Cependant, dans le protocole d'accord de Budapest de 1994, la Russie et les États-Unis, ainsi que d'autres signataires, ont garanti la sécurité et l'intégrité territoriale de l'Ukraine en échange de l'autorisation de Kiev de retirer les armes nucléaires de son territoire.

La Russie a cherché à contrôler indirectement l'Ukraine grâce à ses relations étroites avec le président ukrainien de l'époque, Viktor Ianoukovytch. Mais après les manifestations de Maïdan (5 jours ;18-23 février 2014) qui se sont propagées dans les rues de Kiev en 2013 et l'abandon de son projet de se rapprocher de l'UE, Viktor Ianoukovytch a été destitué par le parlement et envoyé en exil. En février 2014, la Russie a décidé d'annexer la Crimée après la tenue d'un référendum sur la péninsule.  

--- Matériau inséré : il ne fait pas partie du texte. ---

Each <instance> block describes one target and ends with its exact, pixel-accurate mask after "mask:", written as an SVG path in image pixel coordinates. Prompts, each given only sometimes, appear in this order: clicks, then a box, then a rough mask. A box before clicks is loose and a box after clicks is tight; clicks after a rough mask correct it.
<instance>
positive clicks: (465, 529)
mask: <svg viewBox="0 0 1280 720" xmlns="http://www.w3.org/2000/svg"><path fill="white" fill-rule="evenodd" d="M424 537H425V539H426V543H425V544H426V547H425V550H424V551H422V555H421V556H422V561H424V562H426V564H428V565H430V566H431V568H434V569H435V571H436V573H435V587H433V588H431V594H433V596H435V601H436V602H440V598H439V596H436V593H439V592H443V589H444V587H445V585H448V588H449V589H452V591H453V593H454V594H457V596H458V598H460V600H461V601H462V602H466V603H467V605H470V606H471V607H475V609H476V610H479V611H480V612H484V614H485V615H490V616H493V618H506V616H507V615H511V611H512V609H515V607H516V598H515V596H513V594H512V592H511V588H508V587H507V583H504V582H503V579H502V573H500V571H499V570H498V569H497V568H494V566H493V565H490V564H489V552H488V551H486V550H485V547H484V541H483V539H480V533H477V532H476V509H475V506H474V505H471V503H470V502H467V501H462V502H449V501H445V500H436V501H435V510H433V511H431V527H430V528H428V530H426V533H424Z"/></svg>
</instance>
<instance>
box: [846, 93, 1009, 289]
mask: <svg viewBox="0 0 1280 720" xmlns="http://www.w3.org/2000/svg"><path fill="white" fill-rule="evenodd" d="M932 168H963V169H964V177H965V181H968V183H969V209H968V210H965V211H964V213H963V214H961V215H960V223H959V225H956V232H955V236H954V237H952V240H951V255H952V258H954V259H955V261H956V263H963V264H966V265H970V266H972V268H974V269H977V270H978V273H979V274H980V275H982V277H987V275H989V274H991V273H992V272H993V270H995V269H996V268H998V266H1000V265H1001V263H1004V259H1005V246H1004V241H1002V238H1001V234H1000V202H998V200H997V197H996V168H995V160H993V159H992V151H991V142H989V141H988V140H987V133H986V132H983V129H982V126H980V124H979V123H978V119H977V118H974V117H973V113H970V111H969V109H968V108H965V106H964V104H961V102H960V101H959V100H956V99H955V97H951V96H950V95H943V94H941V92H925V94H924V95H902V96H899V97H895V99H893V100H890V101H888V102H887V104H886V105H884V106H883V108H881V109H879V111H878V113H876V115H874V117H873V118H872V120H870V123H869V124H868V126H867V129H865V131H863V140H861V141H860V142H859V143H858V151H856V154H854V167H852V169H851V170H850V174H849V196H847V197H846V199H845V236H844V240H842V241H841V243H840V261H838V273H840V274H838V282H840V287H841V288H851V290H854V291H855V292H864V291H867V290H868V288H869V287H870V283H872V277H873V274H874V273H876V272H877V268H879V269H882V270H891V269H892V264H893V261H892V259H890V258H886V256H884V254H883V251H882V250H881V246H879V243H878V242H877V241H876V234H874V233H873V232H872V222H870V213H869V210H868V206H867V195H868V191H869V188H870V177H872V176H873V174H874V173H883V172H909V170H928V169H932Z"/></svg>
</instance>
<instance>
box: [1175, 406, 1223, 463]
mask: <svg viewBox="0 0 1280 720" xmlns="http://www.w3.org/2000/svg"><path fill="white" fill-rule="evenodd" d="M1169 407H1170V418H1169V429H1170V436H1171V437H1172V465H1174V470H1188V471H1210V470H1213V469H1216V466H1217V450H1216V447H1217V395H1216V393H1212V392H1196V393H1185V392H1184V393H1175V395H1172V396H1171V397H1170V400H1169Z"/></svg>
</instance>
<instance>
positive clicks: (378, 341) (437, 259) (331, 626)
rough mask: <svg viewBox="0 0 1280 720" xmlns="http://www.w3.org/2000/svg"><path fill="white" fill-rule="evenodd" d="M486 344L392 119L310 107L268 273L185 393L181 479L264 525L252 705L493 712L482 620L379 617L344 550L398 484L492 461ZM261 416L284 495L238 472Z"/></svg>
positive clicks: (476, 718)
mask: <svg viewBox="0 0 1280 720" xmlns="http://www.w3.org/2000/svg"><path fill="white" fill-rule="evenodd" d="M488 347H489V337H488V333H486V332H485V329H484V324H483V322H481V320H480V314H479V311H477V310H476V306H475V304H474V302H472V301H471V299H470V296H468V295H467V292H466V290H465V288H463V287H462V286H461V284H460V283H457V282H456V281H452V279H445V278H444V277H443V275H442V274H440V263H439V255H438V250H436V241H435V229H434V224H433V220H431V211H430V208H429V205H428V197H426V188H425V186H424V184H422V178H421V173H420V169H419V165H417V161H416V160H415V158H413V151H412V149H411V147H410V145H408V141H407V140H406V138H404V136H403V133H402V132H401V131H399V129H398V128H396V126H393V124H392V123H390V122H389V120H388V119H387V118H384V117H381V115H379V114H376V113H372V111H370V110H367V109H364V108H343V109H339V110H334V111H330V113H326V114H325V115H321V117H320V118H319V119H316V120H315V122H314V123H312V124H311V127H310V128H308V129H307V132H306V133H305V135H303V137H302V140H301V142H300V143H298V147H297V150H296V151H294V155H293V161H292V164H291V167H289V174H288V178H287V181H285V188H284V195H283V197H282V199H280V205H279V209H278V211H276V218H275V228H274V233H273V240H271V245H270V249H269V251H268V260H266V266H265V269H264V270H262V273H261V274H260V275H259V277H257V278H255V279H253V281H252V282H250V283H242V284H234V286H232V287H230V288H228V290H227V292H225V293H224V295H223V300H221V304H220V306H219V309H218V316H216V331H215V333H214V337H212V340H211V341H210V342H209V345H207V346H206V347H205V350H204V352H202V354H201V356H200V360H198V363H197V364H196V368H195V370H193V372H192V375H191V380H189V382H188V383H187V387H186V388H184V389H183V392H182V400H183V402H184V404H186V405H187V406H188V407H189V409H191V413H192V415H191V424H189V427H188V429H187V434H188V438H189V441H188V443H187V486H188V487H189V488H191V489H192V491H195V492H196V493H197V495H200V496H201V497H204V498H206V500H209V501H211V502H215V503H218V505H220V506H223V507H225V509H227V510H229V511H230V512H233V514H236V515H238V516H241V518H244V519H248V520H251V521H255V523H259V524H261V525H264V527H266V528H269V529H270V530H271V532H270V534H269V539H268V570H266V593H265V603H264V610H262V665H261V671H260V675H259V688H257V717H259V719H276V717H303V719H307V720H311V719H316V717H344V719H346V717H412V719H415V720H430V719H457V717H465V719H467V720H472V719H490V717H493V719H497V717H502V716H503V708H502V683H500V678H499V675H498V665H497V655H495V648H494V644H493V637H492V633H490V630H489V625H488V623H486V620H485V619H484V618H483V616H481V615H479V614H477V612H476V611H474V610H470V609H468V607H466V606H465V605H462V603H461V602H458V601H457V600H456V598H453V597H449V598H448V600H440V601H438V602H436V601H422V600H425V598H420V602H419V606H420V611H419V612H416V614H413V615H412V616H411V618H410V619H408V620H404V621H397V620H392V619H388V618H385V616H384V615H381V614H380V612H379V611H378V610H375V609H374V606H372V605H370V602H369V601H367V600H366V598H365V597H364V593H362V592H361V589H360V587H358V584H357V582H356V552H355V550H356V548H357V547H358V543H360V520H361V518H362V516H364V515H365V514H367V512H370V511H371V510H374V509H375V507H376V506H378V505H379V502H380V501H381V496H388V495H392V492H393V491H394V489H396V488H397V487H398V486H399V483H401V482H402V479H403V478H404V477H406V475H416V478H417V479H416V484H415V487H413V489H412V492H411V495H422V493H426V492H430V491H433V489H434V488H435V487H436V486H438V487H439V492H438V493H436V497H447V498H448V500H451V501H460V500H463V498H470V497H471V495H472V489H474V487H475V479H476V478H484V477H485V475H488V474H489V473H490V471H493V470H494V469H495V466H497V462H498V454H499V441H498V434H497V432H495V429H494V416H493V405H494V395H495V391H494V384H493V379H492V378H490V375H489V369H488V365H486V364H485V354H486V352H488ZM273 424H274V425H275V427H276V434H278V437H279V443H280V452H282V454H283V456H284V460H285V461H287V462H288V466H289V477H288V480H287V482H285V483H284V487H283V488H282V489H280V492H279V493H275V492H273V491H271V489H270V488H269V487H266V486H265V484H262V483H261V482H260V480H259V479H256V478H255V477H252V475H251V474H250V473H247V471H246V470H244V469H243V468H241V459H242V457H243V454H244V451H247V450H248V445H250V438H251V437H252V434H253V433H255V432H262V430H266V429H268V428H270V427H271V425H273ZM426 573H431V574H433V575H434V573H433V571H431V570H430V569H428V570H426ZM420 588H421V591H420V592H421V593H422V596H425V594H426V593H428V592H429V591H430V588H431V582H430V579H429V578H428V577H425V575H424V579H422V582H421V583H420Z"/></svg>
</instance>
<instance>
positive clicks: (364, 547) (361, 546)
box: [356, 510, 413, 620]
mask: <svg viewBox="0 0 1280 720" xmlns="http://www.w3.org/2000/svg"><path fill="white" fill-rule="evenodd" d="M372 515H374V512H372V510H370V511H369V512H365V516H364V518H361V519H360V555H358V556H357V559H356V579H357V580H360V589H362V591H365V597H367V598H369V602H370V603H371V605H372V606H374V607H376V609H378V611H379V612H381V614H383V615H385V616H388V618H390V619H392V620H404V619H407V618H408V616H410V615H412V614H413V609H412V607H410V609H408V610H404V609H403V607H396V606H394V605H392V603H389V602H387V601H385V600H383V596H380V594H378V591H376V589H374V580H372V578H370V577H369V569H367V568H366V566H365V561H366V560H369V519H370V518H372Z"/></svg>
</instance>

Les gens participent à une manifestation intitulée "Nous sommes ensemble" en faveur de l'annexion de la Crimée à la Russie sur la Place Rouge, dans le centre de Moscou, le 18 mars 2014. Photo: RFERL.

Les analystes en Ukraine et en Occident estiment désormais qu'il n'y a aucune perspective immédiate que la Russie entame des négociations sérieuses pour mettre fin au conflit, malgré les attaques actuelles en Crimée.

Cela pourrait changer si une impasse survenait, car ni la Russie ni l'Ukraine ne voient de perspective réaliste d'amélioration de leurs positions. La Crimée pourrait devenir un obstacle important dans les négociations.

Plus cela traîne en longueur, plus l'Ukraine pourrait subir des pressions de la part de ses alliés pour mettre fin à un conflit prolongé, acceptant des concessions avec moins l'objectif de reprendre tout son ancien territoire. 

La question de la Crimée reste difficile car elle compte une importante population russophone. Le résultat final dépendra non seulement de la campagne militaire, mais aussi de l'attitude des habitants de la péninsule contestée.